Он произнес «Лазуренсе» так, словно это французское слово.
– «Лазюранс». Похоже на l'assurance, страхование, – сказал Альберехт. – Ты нарочно так произносишь?[26]
– Разумеется, нарочно. Я не боюсь юмора. Хотя по сути мое творчество в высшей степени серьезно. Эти полотна – страховка моей жизни. Может быть, получу ее не я, но мои дети.
Он немножко помолчал и добавил:
– Если они у меня когда-нибудь родятся.
Альберехт ничего не ответил. Ренсе достал из кармана платок и вытер глаза.
– Откройся воздействию этого цвета. Приди в состояние покоя и ясности духа. Да, мне ни разу не удалось продать тебе ни одной моей картины, но через пятнадцать лет, когда о моей живописи заговорит весь мир, я тебе что-нибудь из нее подарю. Может быть, к тому времени ты до нее дорастешь, в любом случае тебе не придется стыдиться, если твои гости увидят мою картину у тебя в гостиной.
Ренсе снова поставил «Лазуренсе-121» лицевой стороной к стене, где стояли другие картины того же формата, и взял картину из другой связки. Эта была розовая, равномерно розовая.
– Это был мой розовый период, – сказал Ренсе, – «Ренсероз-89». Их я и написал-то всего 89. Все храню, но большинство пришлось скрутить в рулоны. А то, что ты видишь сейчас, – он взял в руки другое полотно, – мой самый смелый эксперимент, сопряженный с большой опасностью, ведь здесь, на чердаке, так сухо.

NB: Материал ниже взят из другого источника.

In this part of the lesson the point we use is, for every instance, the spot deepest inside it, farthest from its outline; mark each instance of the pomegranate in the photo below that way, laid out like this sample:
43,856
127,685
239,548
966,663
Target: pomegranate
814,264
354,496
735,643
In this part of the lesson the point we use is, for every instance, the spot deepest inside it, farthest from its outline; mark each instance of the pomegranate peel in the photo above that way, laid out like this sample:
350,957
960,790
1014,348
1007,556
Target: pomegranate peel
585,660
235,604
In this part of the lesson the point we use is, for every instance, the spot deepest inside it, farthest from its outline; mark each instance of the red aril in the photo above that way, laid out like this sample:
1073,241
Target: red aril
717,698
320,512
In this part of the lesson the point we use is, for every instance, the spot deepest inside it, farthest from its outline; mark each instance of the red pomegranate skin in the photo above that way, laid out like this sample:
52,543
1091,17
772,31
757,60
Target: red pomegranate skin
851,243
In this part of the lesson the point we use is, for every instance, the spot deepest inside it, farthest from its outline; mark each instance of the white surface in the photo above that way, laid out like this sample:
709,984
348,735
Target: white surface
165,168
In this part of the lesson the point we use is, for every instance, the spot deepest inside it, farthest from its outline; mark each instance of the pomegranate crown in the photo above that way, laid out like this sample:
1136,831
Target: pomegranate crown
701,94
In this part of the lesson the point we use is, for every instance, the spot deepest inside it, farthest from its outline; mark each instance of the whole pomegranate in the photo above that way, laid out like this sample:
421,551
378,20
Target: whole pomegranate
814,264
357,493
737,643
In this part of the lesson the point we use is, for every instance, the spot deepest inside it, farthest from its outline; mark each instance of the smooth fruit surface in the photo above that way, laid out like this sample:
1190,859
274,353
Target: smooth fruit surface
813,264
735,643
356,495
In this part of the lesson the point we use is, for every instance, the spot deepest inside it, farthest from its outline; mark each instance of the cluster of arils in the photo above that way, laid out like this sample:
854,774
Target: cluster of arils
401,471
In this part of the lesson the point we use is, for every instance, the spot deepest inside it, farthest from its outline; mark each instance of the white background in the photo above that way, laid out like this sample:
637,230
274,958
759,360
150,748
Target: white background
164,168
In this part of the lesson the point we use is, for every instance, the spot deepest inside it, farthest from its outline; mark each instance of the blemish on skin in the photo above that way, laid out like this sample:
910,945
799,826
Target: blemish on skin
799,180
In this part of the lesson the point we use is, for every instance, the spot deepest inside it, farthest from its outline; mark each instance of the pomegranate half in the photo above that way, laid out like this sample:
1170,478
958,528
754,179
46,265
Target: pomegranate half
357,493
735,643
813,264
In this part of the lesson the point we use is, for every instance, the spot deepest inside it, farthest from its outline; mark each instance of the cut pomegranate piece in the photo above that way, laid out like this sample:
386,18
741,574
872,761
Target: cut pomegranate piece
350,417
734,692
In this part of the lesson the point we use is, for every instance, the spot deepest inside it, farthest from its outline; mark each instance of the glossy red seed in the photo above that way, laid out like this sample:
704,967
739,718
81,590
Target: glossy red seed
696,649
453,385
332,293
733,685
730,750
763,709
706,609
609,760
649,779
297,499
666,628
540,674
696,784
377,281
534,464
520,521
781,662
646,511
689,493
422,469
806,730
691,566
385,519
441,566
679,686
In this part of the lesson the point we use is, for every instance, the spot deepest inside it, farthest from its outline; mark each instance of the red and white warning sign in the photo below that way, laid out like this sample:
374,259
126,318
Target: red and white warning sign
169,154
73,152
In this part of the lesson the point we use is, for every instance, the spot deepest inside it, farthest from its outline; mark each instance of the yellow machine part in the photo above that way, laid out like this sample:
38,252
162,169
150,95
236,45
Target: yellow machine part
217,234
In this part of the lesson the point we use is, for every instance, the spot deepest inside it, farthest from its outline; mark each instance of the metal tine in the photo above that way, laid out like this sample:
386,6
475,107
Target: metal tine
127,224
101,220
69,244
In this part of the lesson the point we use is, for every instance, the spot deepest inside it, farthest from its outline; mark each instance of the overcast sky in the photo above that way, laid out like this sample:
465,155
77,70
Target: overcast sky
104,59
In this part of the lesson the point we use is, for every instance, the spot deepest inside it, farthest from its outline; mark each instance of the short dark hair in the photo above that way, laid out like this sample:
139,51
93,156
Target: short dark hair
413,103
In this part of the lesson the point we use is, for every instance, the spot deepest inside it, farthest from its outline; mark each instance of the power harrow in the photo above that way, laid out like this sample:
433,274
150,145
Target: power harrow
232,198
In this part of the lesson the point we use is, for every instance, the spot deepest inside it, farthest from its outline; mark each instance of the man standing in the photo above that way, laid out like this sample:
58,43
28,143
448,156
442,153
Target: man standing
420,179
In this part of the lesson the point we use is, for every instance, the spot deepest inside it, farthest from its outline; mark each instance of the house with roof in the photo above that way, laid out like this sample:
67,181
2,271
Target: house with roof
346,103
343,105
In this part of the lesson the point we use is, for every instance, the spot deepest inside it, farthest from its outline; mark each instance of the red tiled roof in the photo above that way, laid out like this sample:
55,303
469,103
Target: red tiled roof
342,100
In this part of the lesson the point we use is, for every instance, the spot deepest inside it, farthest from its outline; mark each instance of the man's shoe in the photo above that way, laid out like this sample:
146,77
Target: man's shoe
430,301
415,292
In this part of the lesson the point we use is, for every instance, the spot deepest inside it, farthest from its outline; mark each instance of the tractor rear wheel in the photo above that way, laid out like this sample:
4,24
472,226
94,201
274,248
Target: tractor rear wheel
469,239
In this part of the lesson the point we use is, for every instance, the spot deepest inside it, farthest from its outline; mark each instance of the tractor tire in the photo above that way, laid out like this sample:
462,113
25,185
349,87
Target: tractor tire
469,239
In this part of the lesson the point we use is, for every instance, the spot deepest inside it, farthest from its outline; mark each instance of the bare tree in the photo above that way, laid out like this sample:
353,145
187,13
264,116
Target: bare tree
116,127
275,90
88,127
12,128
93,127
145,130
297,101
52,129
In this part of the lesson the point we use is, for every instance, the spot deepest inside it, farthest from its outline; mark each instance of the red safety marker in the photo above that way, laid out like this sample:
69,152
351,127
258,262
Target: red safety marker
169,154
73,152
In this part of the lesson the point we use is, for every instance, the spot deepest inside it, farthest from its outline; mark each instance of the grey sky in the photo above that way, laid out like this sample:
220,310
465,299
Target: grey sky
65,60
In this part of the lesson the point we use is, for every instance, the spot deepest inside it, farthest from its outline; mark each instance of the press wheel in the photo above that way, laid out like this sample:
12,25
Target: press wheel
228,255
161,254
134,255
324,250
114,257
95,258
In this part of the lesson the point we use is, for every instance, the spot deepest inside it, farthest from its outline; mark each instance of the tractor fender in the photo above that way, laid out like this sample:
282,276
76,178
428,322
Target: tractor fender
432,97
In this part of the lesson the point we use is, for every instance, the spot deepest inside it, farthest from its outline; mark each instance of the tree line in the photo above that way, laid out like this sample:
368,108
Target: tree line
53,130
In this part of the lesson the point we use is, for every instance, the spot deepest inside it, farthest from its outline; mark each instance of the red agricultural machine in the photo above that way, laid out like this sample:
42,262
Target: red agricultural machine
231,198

Альберехт увидел белый прямоугольник, равномерно белый, но обгоревший по краям, причем кружками, в которых белый цвет переходил в желтоватый, затем в коричневый и черный.
– Так выглядит убежавшее молоко на эмалированной газовой плите, – сказал Альберехт. – Ты это и ставил целью?
– Поверь мне, дружище, я не ставлю никакой цели, не вкладываю в картины никакого содержания. Моя живопись ничего не означает. Мои произведения есть. Перед тобой есть белый холст. И больше ничего. Сварочным аппаратом, позаимствованным у сантехника, я сделал на нем несколько подпалин. Предельно просто. Но и опасно. До меня такого не делал никто. Ни Пикассо. Ни Клее. Ни Кандинский, ни Мондриан. Никто.